Vorführung Wehrpflichtiger

durch die Polizei. Bei Wehrpflichtigen, die der Erfassung Wehrpflichtiger (§ 15 WehrpflG), der Musterung (§ 17 II), der Prüfung ihrer Verfügbarkeit (§ 23), der Eignungsprüfung (§ 20 a WehrpflG) oder auf eine Aufforderung der Wehrersatzbehörde im Rahmen der Wehrüberwachung, sich persönlich zu melden (§ 24 VI Nr. 3), unentschuldigt fernbleiben, kann nach § 44 II die Vorführung angeordnet werden; um ihre Durchführung wird die örtlich zuständige Polizei ersucht.
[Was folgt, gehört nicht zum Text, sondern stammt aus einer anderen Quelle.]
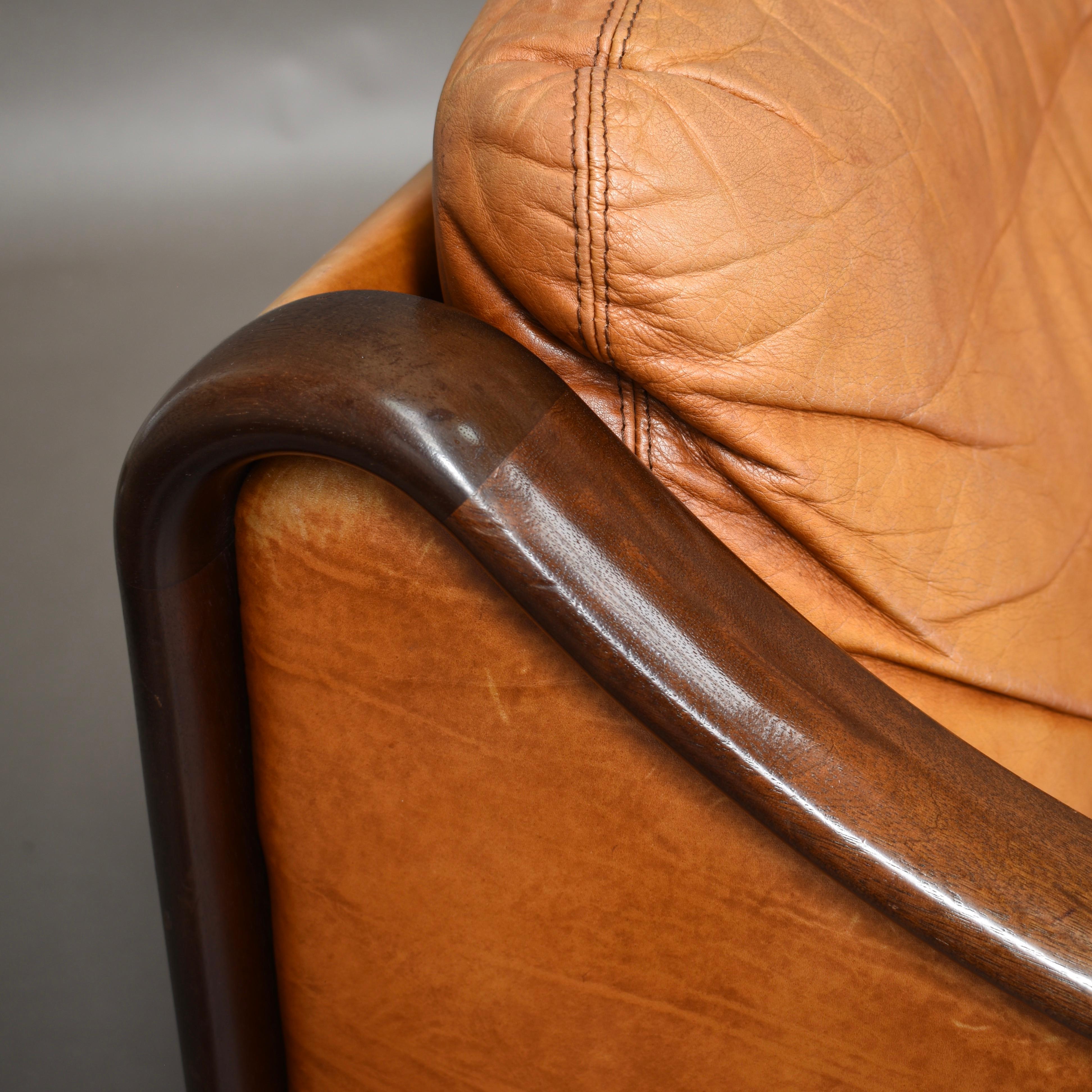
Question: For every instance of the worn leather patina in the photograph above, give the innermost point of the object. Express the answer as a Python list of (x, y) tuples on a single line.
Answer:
[(825, 270)]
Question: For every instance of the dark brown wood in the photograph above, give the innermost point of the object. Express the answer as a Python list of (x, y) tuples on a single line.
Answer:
[(635, 588)]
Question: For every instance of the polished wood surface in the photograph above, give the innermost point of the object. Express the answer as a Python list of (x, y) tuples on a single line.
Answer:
[(486, 874), (483, 435), (392, 251)]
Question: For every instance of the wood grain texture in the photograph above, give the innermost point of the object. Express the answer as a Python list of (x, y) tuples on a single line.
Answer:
[(392, 251), (484, 436)]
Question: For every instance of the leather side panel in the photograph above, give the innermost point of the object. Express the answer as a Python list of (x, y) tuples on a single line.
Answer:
[(486, 875)]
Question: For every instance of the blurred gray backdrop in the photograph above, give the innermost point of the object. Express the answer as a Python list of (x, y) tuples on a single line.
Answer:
[(166, 169)]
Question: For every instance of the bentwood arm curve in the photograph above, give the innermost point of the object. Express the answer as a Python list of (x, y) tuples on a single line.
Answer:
[(654, 608)]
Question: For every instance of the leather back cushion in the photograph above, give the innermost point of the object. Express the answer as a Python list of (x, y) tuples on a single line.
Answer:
[(826, 268)]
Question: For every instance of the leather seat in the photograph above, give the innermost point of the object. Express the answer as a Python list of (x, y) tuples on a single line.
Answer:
[(825, 271)]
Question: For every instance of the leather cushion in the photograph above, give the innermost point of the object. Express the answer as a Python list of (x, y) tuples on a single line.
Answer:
[(825, 268)]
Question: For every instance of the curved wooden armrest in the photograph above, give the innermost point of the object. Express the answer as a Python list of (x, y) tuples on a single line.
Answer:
[(647, 600)]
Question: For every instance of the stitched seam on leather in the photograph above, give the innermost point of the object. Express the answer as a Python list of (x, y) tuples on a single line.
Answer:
[(599, 41), (606, 225), (576, 226), (629, 31)]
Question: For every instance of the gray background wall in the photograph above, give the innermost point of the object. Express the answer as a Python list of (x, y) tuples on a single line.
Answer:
[(166, 169)]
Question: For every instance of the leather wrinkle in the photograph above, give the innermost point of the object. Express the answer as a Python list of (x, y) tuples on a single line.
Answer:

Die V. setzt nach § 13 des Verwaltungsvollstreckungsgesetzes v. 27. 4. 1953 (BGBl. I 157) oder nach den Vollstreckungsgesetzen der Länder grundsätzlich vorherige schriftliche Androhung voraus, die i. d. R. mit der nochmaligen Ladung verbunden wird. Nach § 44 III WehrpflG kann die Polizei ersucht werden, Wehrpflichtige, die ihrer Einberufung unentschuldigt nicht Folge leisten, dem nächsten Feldjäger-Dienstkommando zuzuführen. Ferner kann die Polizei zum Zwecke der Vorführung und Zuführung die Wohnung und andere Räume des Wehrpflichtigen oder Dritter betreten und durchsuchen (in der Nachtzeit bei Dritten aber nur, wenn der Wehrpflichtige deren Räume zwecks Entziehung betreten hat); § 44 IV. Entsprechendes gilt für die Zuführung Zivildienstpflichtiger, die ihrer Einberufung unentschuldigt nicht Folge leisten (§ 23 a ZDG).